A high-strength Mg-8Zn-1Mn-3Sn-1.2Gd alloy with fine MgSnGd particles by Dy modification

Abstract

In the current work, we successfully prepared Mg-8Zn-1Mn-3Sn-1.2Gd-0.2Dy alloy with an excellent combination of ultimate tensile strength and ductility. The mechanism of the Dy-modified MgSnGd phase and its effect on the microstructure and mechanical properties of as-cast and as-extruded alloy were systematically investigated. Experimental results reveal that a new phase MgSn (Gd, Dy) is formed with Dy addition to Mg-8Zn-1Mn-3Sn-1.2Gd alloy, MgSn (Gd, Dy) phase can act as an effective heterogeneous nucleation site of MgSnGd phase. Meanwhile, the addition of Dy consumes Sn and Gd atoms, reducing the enrichment of solute atoms and inhibiting the MgSnGd phase's growth. The Dy addition can effectively promote the dynamic recrystallization process due to the combined effects of the refined grain structure of as-cast alloy and the particle-stimulated nucleation effect caused by dispersed MgSnGd phase.
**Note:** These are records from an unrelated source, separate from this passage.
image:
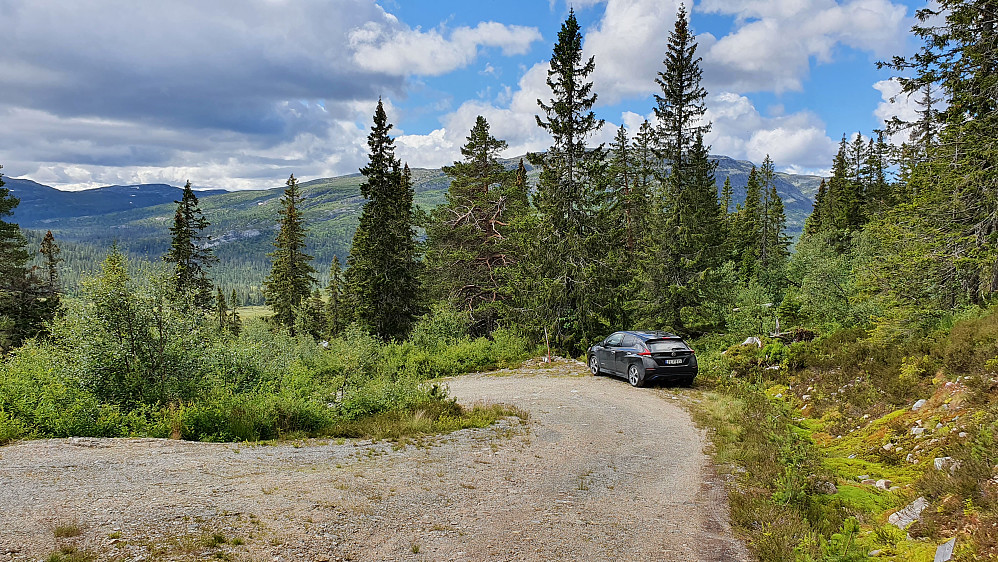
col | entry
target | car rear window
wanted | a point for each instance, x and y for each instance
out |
(666, 345)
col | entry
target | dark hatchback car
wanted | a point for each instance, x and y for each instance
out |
(644, 357)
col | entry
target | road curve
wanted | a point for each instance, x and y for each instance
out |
(601, 471)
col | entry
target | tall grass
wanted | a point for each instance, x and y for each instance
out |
(263, 384)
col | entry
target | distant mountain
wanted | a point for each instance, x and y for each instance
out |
(243, 223)
(796, 191)
(44, 204)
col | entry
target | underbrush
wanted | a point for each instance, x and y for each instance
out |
(806, 428)
(263, 384)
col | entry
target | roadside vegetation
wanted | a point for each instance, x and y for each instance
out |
(125, 361)
(824, 440)
(881, 393)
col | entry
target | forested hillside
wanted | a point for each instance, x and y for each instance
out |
(866, 390)
(243, 222)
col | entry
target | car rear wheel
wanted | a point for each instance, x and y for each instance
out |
(594, 366)
(633, 375)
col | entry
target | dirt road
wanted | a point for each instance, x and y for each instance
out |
(601, 471)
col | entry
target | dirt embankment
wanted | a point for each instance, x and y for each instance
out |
(601, 471)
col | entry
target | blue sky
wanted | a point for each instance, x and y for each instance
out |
(240, 93)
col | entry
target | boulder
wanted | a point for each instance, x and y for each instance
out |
(944, 551)
(904, 517)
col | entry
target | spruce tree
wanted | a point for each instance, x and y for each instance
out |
(189, 251)
(383, 267)
(570, 268)
(337, 307)
(621, 172)
(748, 225)
(681, 106)
(27, 302)
(688, 246)
(468, 238)
(221, 311)
(235, 323)
(291, 274)
(727, 195)
(953, 214)
(815, 221)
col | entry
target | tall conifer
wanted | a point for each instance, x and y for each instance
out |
(383, 268)
(468, 239)
(570, 269)
(189, 251)
(689, 244)
(291, 274)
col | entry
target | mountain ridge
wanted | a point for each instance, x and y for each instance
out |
(243, 223)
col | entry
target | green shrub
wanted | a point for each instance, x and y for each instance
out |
(10, 428)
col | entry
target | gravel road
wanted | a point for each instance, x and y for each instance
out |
(601, 471)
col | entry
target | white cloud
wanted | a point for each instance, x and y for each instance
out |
(630, 43)
(514, 123)
(774, 42)
(401, 51)
(741, 132)
(894, 103)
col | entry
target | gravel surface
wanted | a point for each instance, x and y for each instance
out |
(601, 471)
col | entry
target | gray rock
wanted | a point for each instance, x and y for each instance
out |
(826, 488)
(940, 463)
(904, 517)
(944, 551)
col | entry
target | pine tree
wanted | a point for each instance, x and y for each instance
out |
(468, 238)
(569, 268)
(291, 274)
(774, 243)
(383, 267)
(189, 251)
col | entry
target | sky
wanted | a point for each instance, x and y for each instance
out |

The alloy exhibits an excellent combination of high strength and ductility with the ultimate tensile strength of 384 MPa and an elongation of 14.5%. The fine-grained structure, the uniformly distributed MgSnGd particle, and MgSn (Gd, Dy) nanoparticles are mainly responsible for the ultra-high ultimate tensile strength. The high ductility is due to the fine-grained structure, appropriate decrease of dislocation density, and dynamic recrystallization.